The Health Resources and Services Administration (HRSA) has found 6 drug manufacturers in violation of 340B pricing requirements.1-7
According to HRSA, the companies’ policies are placing restrictions on 340B program pricing to entities that are covered for dispensing medications through pharmacies under contract. As a result of the policies, overcharges have occurred, and the 6 companies were found to be in direct violation of the 340B statute.1
Notification letters were sent Monday to manufacturers found to violate 340B pricing after a review of the manufacturers’ actions and an analysis of complaints received from covered entities. Letters addressing the pricing violations, signed by HRSA Acting Administrator Diana Espinosa, were addressed to officials with AstraZeneca,2 Eli Lilly & Company,3 Novartis Pharmaceuticals,4 Novo Nordisk,5 Sanofi,6, and United Therapeutics.7
According to HRSA, beginning in July 2020, the drug manufacturers were taking specific actions that limited a covered entity’s access to discounted medications that are available for purchase under the 340B program. Some of these manufacturers stopped providing the 340B ceiling price on drug products sold to covered entities and dispensed through contract pharmacies, according to HRSA. Other manufacturers limited required specific data submissions or sold drug products only after a covered entity demonstrated 340B compliance, limiting sales.1
In a statement emailed to Pharmacy Times®, Eli Lilly & Company acknowledged receipt of the HRSA letter and confirmed that it is under review. “Lilly has continued to offer 340B ceiling prices to all covered entities, and believes that patients—not large, for-profit contract pharmacies—should benefit from those 340B drug discounts,” the company added.

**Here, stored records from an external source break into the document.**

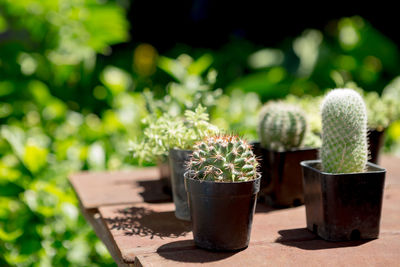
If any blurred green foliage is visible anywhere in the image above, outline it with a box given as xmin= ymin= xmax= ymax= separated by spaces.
xmin=0 ymin=0 xmax=400 ymax=266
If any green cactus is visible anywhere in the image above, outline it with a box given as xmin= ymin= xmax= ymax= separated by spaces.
xmin=187 ymin=135 xmax=259 ymax=182
xmin=320 ymin=89 xmax=368 ymax=173
xmin=258 ymin=102 xmax=307 ymax=150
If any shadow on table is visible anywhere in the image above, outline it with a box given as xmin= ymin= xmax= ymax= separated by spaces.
xmin=275 ymin=228 xmax=371 ymax=250
xmin=157 ymin=240 xmax=238 ymax=263
xmin=104 ymin=207 xmax=192 ymax=239
xmin=136 ymin=180 xmax=172 ymax=203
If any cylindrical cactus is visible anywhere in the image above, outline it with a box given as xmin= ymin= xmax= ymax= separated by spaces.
xmin=320 ymin=89 xmax=368 ymax=173
xmin=187 ymin=135 xmax=258 ymax=182
xmin=258 ymin=102 xmax=307 ymax=150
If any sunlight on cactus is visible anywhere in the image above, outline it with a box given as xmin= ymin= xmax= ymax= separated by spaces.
xmin=187 ymin=135 xmax=258 ymax=182
xmin=320 ymin=89 xmax=368 ymax=173
xmin=258 ymin=102 xmax=307 ymax=151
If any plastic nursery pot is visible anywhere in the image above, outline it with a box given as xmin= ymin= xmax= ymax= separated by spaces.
xmin=185 ymin=172 xmax=261 ymax=251
xmin=169 ymin=149 xmax=193 ymax=221
xmin=157 ymin=158 xmax=172 ymax=195
xmin=253 ymin=142 xmax=318 ymax=207
xmin=368 ymin=130 xmax=385 ymax=164
xmin=301 ymin=160 xmax=386 ymax=241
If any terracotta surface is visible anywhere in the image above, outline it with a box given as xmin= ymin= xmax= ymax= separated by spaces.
xmin=72 ymin=156 xmax=400 ymax=266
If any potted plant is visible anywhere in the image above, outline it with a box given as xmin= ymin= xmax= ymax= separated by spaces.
xmin=301 ymin=89 xmax=386 ymax=241
xmin=132 ymin=105 xmax=218 ymax=220
xmin=185 ymin=135 xmax=261 ymax=251
xmin=254 ymin=102 xmax=318 ymax=206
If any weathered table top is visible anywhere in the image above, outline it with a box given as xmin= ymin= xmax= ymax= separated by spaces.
xmin=70 ymin=155 xmax=400 ymax=266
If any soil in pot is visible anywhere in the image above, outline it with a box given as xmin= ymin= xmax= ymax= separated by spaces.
xmin=185 ymin=174 xmax=261 ymax=251
xmin=252 ymin=143 xmax=318 ymax=207
xmin=301 ymin=160 xmax=386 ymax=241
xmin=169 ymin=149 xmax=193 ymax=221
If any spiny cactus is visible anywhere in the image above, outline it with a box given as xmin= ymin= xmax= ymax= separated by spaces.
xmin=258 ymin=102 xmax=307 ymax=150
xmin=187 ymin=135 xmax=258 ymax=182
xmin=320 ymin=89 xmax=368 ymax=173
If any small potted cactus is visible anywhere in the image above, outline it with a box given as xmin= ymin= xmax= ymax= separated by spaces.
xmin=185 ymin=135 xmax=261 ymax=251
xmin=131 ymin=105 xmax=219 ymax=221
xmin=301 ymin=89 xmax=386 ymax=241
xmin=254 ymin=102 xmax=318 ymax=206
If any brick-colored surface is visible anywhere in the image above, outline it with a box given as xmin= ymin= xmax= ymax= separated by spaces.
xmin=70 ymin=167 xmax=171 ymax=209
xmin=72 ymin=156 xmax=400 ymax=266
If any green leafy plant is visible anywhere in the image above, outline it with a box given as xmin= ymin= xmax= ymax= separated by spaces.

Novartis and Novo Nordisk also confirmed receipt of the letter in emails to Pharmacy Times®. Novartis said the company would give the letter a priority, thoughtful review, and they intend to respond to HRSA.
According to Novo Nordisk, the company is committed to ensuring that vulnerable patients continue to have access to care and medications under the 340B program.
“It’s important to remember that covered entities still have the ability to purchase our covered outpatient drugs at or below the ceiling price. Instead, we no longer accept covered entities’ requests that Novo Nordisk transfer its covered outpatient drugs (or cause its covered outpatient drugs to be transferred) to an unlimited number of commercial contract pharmacies servicing hospitals. Grantee organizations, such as Community Health Centers and Federally Qualified Health Centers, among others, are exempt from this policy. This change is consistent with the 340B statute,” Novo Nordisk said, in an emailed statement.
Novo Nordisk is currently engaged in litigation related to the 340B matter, and company officials were unable to provide further comment.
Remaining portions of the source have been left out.